The First Lady and her would-be successor shined this year. And maybe that's a problem for everyone save their husbands.
Aren't they amazing?
Ann Romney and Michelle Obama both gave standout speeches on behalf of their husbands at the Republican and Democratic National Conventions. And they're so endearing. I enjoyed listening to both women, much more than most of the politicians who've spoken, and came away with a renewed impression of their seeming integrity, undeniable likability, and overall impressiveness.
Perhaps others were less moved.
But who save the most vitriolic among us would criticize either woman?
Unlike their husbands, they didn't affirmatively choose a life in politics, and all the harsh scrutiny and attacks that come with it. It's just unseemly when partisans attack Ann Romney or Michelle Obama, as if the spouse of a political candidate is an appropriate target of partisan rancor.
They shine in part because they're apart from politics.
And that's exactly what the campaigns of their husbands exploit. They use these women to disarm us. They're not mere pawns, of course. They're strong individuals who want their husbands to succeed. Still, it's considered unseemly to treat them like political figures, for who can blame them for speaking up on behalf of their spouse? Wouldn't we all? And if we exaggerated what recommends them or seemed blind to their flaws who would think us disingenuous?
We're all partisans for the people we love most.
For all these reasons, spouses get a pass, and I think they should continue getting one. Were they treated like politicians, who would ever agree to let their husband or wife run for office? Only Callista Gingrich.
We don't want that world!
Still, this conversion of spousal likability into political advantage seems a bit problematic. Says The Economist, "A politician's wife who is not a politician, expected to use the privilege of her position to advance only the most wholesome, patriotic causes (reading, childhood obesity, the welfare of military families), a first lady may still -- with skill and guile -- be used as an effective partisan weapon."
It's a bit like giving a medic a gun so that he can fire once or twice at the other side in the course of rescuing fallen comrades.
Nor is that the only reason it's problematic.
Perhaps Mrs.

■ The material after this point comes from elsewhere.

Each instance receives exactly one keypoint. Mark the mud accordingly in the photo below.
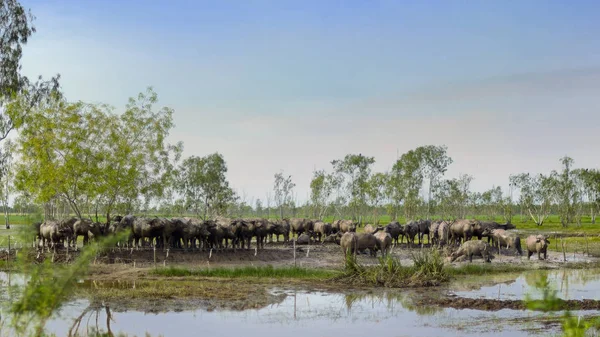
(278, 254)
(496, 305)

Romney and Mrs. Obama are exactly right about their husbands. But we all know that spouses are often terrible judges of their partners, or else willing to mislead on their behalf. Think of Hillary Clinton during her husband's sex scandal, Elizabeth Edwards in a similar situation, or to cite a more extreme example that I don't mean to equate with the previous two, think of Mrs. Sandusky, insisting on the innocence of her molesting husband to this day.
Do we want our judgment about the best person for the presidency colored, significantly or even partly, by testimony from someone as biased as a spouse? Someone whose unique stature enables them to disarm? Someone who, deliberately or not, is perfectly positioned to mislead us?
There is, finally, the effect on spouses of potential candidates.
Playing a major role at the convention is fine if you're like Mrs. Romney or Mrs. Obama -- that is to say, if you're confident, excel at public speaking, are possessed of extraordinary charisma, happen to be beautiful, and appear to most people ten years younger than you actually are. But somewhere, there is a political wife who fears that she'd come off less well than these women. Perhaps she is less attractive, or gets nervous in front of big crowds, or is awkward.
Perhaps the cost of our spousal obsession will be born mostly by spouses like her; but perhaps we'll miss out on good candidates because their husbands or wives aren't up for the outsized role partners are increasingly expected to play; or perhaps we'll miss out on electing someone who did run because the candidate's husband or wife wasn't sufficiently superficially likable.
I wonder if we'd be better served if it was considered unseemly for candidate spouses to get major speaking rolls on the campaign trail. Or if their were a more stark choice to face: either play the Hillary Clinton as First Lady role, very much a part of the political process but also deemed fair game for criticism; or else stay assiduously apolitical, and normatively protected from attack.
But perhaps there is no solution. Perhaps it's good that the American public is decent enough to refrain from attacking spouses, and inevitable that politicians are going to twist and exploit every noble impulse in order to maximize the advantage to their careers. At least let us agree to scream bloody hell if a politician ever tries to trot out one of their children to exploit this same dynamic.